The creek project aims to address pervasive flooding problems that have long plagued neighborhoods like Jones’s around the Georgia World Congress Center, while beautifying what is now an overgrown, impoverished and rundown part of the city. The Emerald Corridor and Trust for Public Land are privately funding the venture, which is still in its planning and permitting stages, but approached the city for permission to include public-owned property in the project. Atlanta owns 29 percent of the land adjacent to Proctor Creek.
According to those working on the project, Reed leveraged his relationship with the Obama Administration and former U.S. Environmental Protection Agency Region 4 administrator Gwen Keyes Fleming to have Proctor Creek named to the Urban Waters Federal Partnership.
That distinction brings special attention and the potential for federal grants from such agencies as the Federal Emergency Management Agency and the U.S. Department of Housing and Urban Development — funds that could improve the quality of life on the west side of Atlanta.
Landscape architect Joel Bowman, who is spearheading the Emerald Corridor venture, said his group expects to invest $6 million to $10 million in the project. As they clean the creek, the group earns environmental credits from the U.S. Army Corps of Engineers and in turn plans to sell those credits to developers in years to come.
“What’s really cool about this opportunity is you are looking at a watershed and stream approach to rebuilding a community,” he said. “It’s a green infrastructure program that ends up breeding an incredible community around it.”
A community that Wallace Maffett worries he will no longer be able to afford if the project is successful. Proctor Creek runs through his backyard in Carver Hills. He remembers how the stream was lined with trees when he purchased his home in 1963. Now those trees are long gone, he says, victims of erosion.
He’s long dealt with flooding each time the creek overflows, he said, a problem for which he can’t get flood insurance. And so while he’s glad environmental problems could be fixed, he worries what the project could mean for his property values.
“I’m afraid what they will do is come out here and revitalize this thing, then the taxes will go so high these older homeowners will have to get up and get out of here,” said Maffett, 76. “I’ve been here too long and I’m too old to try to relocate.”
Tony Torrence, head of the Community Improvement Association, has worked for years to reduce flooding problems in Vine City. He’s encouraged by the attention the federal partnership brings to the community, but he is waiting to see how much input the public has in the project.
Too often, he said, residents are left out of decisions that radically change their community.
“They don’t work with the community, they come out and tell us what they want to do,” he said of previous developers. “Is this an investor’s project or is this a real community collaborative effort?”
City officials, the Emerald Corridor and the Trust for Public Land said they are beginning to solicit public comments.
“We want the community to voice what they’d like to see happen,” said Denise Quarles, the city’s director of the Mayor’s Office of Sustainability. “We have infrastructure problems, but it’s their community.
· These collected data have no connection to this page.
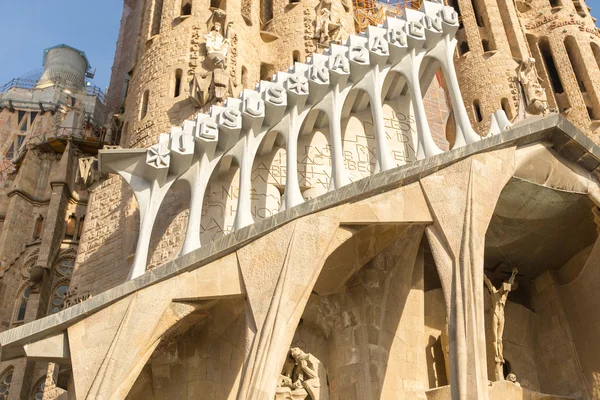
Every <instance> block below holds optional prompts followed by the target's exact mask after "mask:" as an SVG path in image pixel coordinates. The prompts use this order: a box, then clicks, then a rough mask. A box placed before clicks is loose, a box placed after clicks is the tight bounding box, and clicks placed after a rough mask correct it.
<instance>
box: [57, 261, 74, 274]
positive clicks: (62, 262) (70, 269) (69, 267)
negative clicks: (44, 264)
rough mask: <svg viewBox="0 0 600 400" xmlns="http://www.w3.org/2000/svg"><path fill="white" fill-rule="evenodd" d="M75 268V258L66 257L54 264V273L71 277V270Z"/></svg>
mask: <svg viewBox="0 0 600 400" xmlns="http://www.w3.org/2000/svg"><path fill="white" fill-rule="evenodd" d="M74 267H75V258H73V257H68V258H63V259H59V261H58V263H57V264H56V272H57V273H58V274H59V275H61V276H71V275H73V268H74Z"/></svg>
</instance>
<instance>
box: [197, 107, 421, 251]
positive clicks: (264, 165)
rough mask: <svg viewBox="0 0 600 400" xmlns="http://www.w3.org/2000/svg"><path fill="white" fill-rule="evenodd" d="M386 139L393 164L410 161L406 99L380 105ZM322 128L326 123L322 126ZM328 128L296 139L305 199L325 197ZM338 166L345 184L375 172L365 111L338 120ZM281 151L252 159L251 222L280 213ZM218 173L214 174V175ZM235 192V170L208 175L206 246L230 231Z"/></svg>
mask: <svg viewBox="0 0 600 400" xmlns="http://www.w3.org/2000/svg"><path fill="white" fill-rule="evenodd" d="M384 117H385V118H384V124H385V130H386V137H387V140H388V142H389V144H390V149H391V156H392V159H393V160H394V163H395V164H396V165H398V166H400V165H403V164H406V163H411V162H413V161H415V159H416V158H415V149H416V127H415V120H414V116H413V114H412V109H411V105H410V101H408V99H406V98H401V99H400V100H395V101H394V105H393V107H392V105H390V104H386V105H384ZM325 125H327V124H325ZM329 135H330V128H329V127H328V126H325V127H322V128H314V129H312V130H311V131H310V132H308V133H305V134H303V135H301V136H300V138H299V141H298V154H297V157H298V165H297V169H298V175H299V178H300V190H301V192H302V194H303V196H304V198H305V199H311V198H314V197H317V196H320V195H322V194H324V193H326V192H327V191H328V190H329V188H330V185H331V169H332V165H331V151H332V149H331V144H330V141H329V139H328V138H329ZM342 139H343V140H342V145H343V149H342V151H343V156H344V167H345V169H346V173H347V176H348V180H349V181H350V182H355V181H358V180H360V179H362V178H365V177H367V176H370V175H372V174H374V173H375V172H376V141H375V130H374V126H373V122H372V117H371V113H370V111H369V110H366V111H363V112H360V113H351V114H350V116H349V117H347V118H344V119H343V120H342ZM286 169H287V168H286V153H285V147H281V146H278V145H277V144H275V147H274V148H273V150H272V151H271V152H269V153H268V154H265V155H262V156H258V157H257V158H256V160H255V162H254V165H253V168H252V176H251V180H252V188H251V213H252V216H253V218H254V220H255V221H258V220H261V219H264V218H269V217H271V216H273V215H274V214H276V213H277V212H278V211H279V210H280V209H281V201H282V194H283V188H284V187H285V179H286ZM215 174H218V172H215ZM238 191H239V170H238V169H237V168H232V169H230V172H228V173H225V174H220V175H217V176H214V177H213V178H212V179H211V183H210V185H209V186H208V188H207V191H206V197H205V200H204V208H203V210H202V212H203V217H202V223H201V242H202V244H205V243H208V242H210V241H211V240H214V239H216V238H219V237H221V236H223V235H224V234H227V233H229V232H231V230H232V226H233V221H234V217H235V211H236V207H237V198H238Z"/></svg>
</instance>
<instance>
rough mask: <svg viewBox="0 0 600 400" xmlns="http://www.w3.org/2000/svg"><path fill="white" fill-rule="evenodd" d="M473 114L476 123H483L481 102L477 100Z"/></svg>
mask: <svg viewBox="0 0 600 400" xmlns="http://www.w3.org/2000/svg"><path fill="white" fill-rule="evenodd" d="M473 113H474V115H475V121H476V122H481V121H483V115H482V114H481V106H480V105H479V100H475V101H474V102H473Z"/></svg>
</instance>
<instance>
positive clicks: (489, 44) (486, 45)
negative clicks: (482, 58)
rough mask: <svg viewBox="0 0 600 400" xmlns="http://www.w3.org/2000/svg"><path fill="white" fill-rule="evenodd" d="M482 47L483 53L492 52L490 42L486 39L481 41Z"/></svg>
mask: <svg viewBox="0 0 600 400" xmlns="http://www.w3.org/2000/svg"><path fill="white" fill-rule="evenodd" d="M481 47H483V51H484V52H486V51H490V42H488V41H487V40H485V39H482V40H481Z"/></svg>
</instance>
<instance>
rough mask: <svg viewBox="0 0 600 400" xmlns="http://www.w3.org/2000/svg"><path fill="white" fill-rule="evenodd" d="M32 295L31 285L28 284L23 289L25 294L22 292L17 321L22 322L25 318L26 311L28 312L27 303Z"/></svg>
mask: <svg viewBox="0 0 600 400" xmlns="http://www.w3.org/2000/svg"><path fill="white" fill-rule="evenodd" d="M30 296H31V286H27V287H26V288H25V290H23V294H21V300H20V302H19V303H18V304H19V308H18V309H17V318H16V321H15V322H22V321H23V320H24V319H25V313H26V312H27V303H28V302H29V297H30Z"/></svg>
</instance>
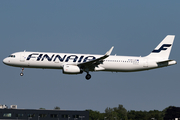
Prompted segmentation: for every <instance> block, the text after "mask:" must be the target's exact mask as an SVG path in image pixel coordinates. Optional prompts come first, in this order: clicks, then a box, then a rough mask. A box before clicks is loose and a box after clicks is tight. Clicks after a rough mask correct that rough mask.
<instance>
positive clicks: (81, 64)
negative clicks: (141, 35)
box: [3, 35, 177, 80]
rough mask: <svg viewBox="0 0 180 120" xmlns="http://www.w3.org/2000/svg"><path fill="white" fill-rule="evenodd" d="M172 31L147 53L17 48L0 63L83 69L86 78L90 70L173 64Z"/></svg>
mask: <svg viewBox="0 0 180 120" xmlns="http://www.w3.org/2000/svg"><path fill="white" fill-rule="evenodd" d="M174 38H175V35H167V36H166V37H165V38H164V39H163V40H162V42H161V43H160V44H159V45H158V46H157V47H156V48H155V49H154V50H153V51H152V52H151V53H150V54H149V55H147V56H145V57H134V56H116V55H114V56H113V55H110V54H111V52H112V50H113V48H114V47H112V48H111V49H110V50H109V51H108V52H106V54H104V55H93V54H69V53H46V52H26V51H24V52H16V53H13V54H11V55H10V56H9V57H7V58H5V59H4V60H3V63H4V64H6V65H9V66H13V67H21V68H22V72H21V73H20V75H21V76H23V75H24V73H23V72H24V68H42V69H62V72H63V73H64V74H81V73H83V72H86V73H87V74H86V79H87V80H89V79H90V78H91V75H90V74H89V72H90V71H110V72H136V71H144V70H150V69H156V68H161V67H166V66H170V65H174V64H176V63H177V62H176V61H175V60H170V59H169V55H170V52H171V48H172V45H173V42H174Z"/></svg>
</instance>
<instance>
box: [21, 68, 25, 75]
mask: <svg viewBox="0 0 180 120" xmlns="http://www.w3.org/2000/svg"><path fill="white" fill-rule="evenodd" d="M23 71H24V68H22V70H21V73H20V76H23V75H24V73H23Z"/></svg>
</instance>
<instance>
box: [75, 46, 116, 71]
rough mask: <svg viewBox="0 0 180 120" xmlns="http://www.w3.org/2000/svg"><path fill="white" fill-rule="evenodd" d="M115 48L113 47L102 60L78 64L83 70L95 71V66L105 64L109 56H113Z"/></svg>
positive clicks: (86, 62) (106, 52) (112, 47)
mask: <svg viewBox="0 0 180 120" xmlns="http://www.w3.org/2000/svg"><path fill="white" fill-rule="evenodd" d="M113 48H114V46H112V47H111V49H110V50H109V51H107V52H106V54H105V55H104V56H102V57H100V58H97V59H94V60H90V61H88V62H84V63H80V64H77V66H79V67H80V68H82V69H88V70H91V69H93V68H94V67H95V66H97V65H99V64H101V63H102V62H103V60H104V59H106V58H107V57H109V55H110V54H111V52H112V50H113Z"/></svg>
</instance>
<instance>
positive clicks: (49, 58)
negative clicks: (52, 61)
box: [41, 54, 54, 61]
mask: <svg viewBox="0 0 180 120" xmlns="http://www.w3.org/2000/svg"><path fill="white" fill-rule="evenodd" d="M53 57H54V54H53V55H52V56H51V58H50V57H49V56H48V55H47V54H45V55H44V56H43V58H42V60H41V61H43V60H44V58H46V59H47V60H48V61H51V60H52V58H53Z"/></svg>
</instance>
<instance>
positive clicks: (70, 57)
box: [65, 55, 78, 62]
mask: <svg viewBox="0 0 180 120" xmlns="http://www.w3.org/2000/svg"><path fill="white" fill-rule="evenodd" d="M71 57H74V58H71ZM77 59H78V56H76V55H70V56H68V57H67V59H66V61H65V62H68V61H69V60H73V62H76V61H77Z"/></svg>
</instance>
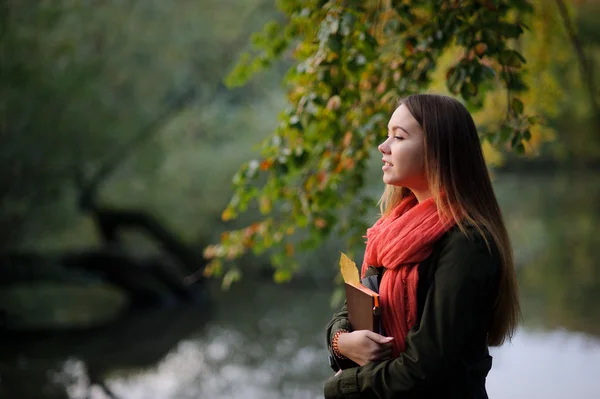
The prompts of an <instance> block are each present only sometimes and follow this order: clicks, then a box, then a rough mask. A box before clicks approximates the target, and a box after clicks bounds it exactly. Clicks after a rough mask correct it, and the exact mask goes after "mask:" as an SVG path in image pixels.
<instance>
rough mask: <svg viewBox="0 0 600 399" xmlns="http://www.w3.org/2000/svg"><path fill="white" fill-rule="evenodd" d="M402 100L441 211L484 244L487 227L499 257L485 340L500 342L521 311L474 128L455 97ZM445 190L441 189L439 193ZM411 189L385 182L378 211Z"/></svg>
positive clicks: (417, 97)
mask: <svg viewBox="0 0 600 399" xmlns="http://www.w3.org/2000/svg"><path fill="white" fill-rule="evenodd" d="M402 104H404V105H405V106H406V107H407V108H408V110H409V111H410V113H411V114H412V116H413V117H414V118H415V119H416V120H417V122H419V125H421V128H422V129H423V132H424V136H425V173H426V176H427V179H428V182H429V188H430V191H431V194H432V197H433V198H434V200H435V202H436V204H437V206H438V210H439V212H440V214H441V215H443V216H446V217H450V218H452V219H453V220H454V221H455V222H456V224H457V226H458V227H459V228H460V230H461V231H462V232H463V233H465V234H467V235H469V232H468V230H467V226H473V227H475V229H476V231H477V232H478V233H479V234H481V236H482V237H483V238H484V240H485V242H486V244H487V246H488V249H489V250H490V251H491V246H490V243H489V242H488V240H487V238H486V236H487V234H485V232H487V233H488V234H489V235H490V236H491V238H492V240H493V241H494V244H495V246H496V247H497V248H498V252H499V254H500V258H501V269H500V282H499V286H498V295H497V297H496V301H495V303H494V308H493V315H492V320H491V324H490V328H489V331H488V344H489V345H491V346H500V345H502V344H503V343H504V341H505V340H506V339H507V338H508V339H509V340H510V339H511V338H512V337H513V335H514V333H515V330H516V328H517V325H518V322H519V319H520V315H521V311H520V306H519V289H518V284H517V278H516V273H515V267H514V263H513V256H512V248H511V244H510V239H509V237H508V232H507V231H506V227H505V225H504V220H503V218H502V213H501V211H500V207H499V206H498V201H497V200H496V196H495V195H494V190H493V188H492V183H491V181H490V177H489V173H488V170H487V166H486V164H485V161H484V158H483V152H482V150H481V144H480V141H479V136H478V134H477V128H476V127H475V123H474V122H473V118H472V117H471V114H470V113H469V111H468V110H467V109H466V108H465V106H464V105H462V104H461V103H460V102H459V101H457V100H455V99H453V98H451V97H446V96H441V95H435V94H416V95H411V96H409V97H407V98H405V99H403V100H401V101H400V102H399V105H398V106H400V105H402ZM442 193H444V195H442ZM410 194H411V192H410V190H409V189H408V188H406V187H397V186H391V185H388V186H386V189H385V191H384V193H383V195H382V197H381V200H380V207H381V212H382V215H383V216H387V215H389V214H390V212H391V211H392V209H393V208H394V207H395V206H396V205H397V204H399V203H400V201H401V200H402V199H403V198H405V197H406V196H408V195H410Z"/></svg>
They need to own it.”
The Emerald Group could break ground on the creek revitalization project as early as 2014. Construction could take seven to 10 years, Bowman said. (The federal partnership, however, is in effect immediately.)
When asked whether the Emerald Corridor could abandon the project mid-way, Bowman was candid about the risk. For their venture to be profitable, regional development must return. The group must also receive the necessary permits and approvals along the way.
“It’s not something we can do (just) because we want to,” he said. “As long as we get approvals and it continues to be a financially viable project, then we’ll keep going down the road.”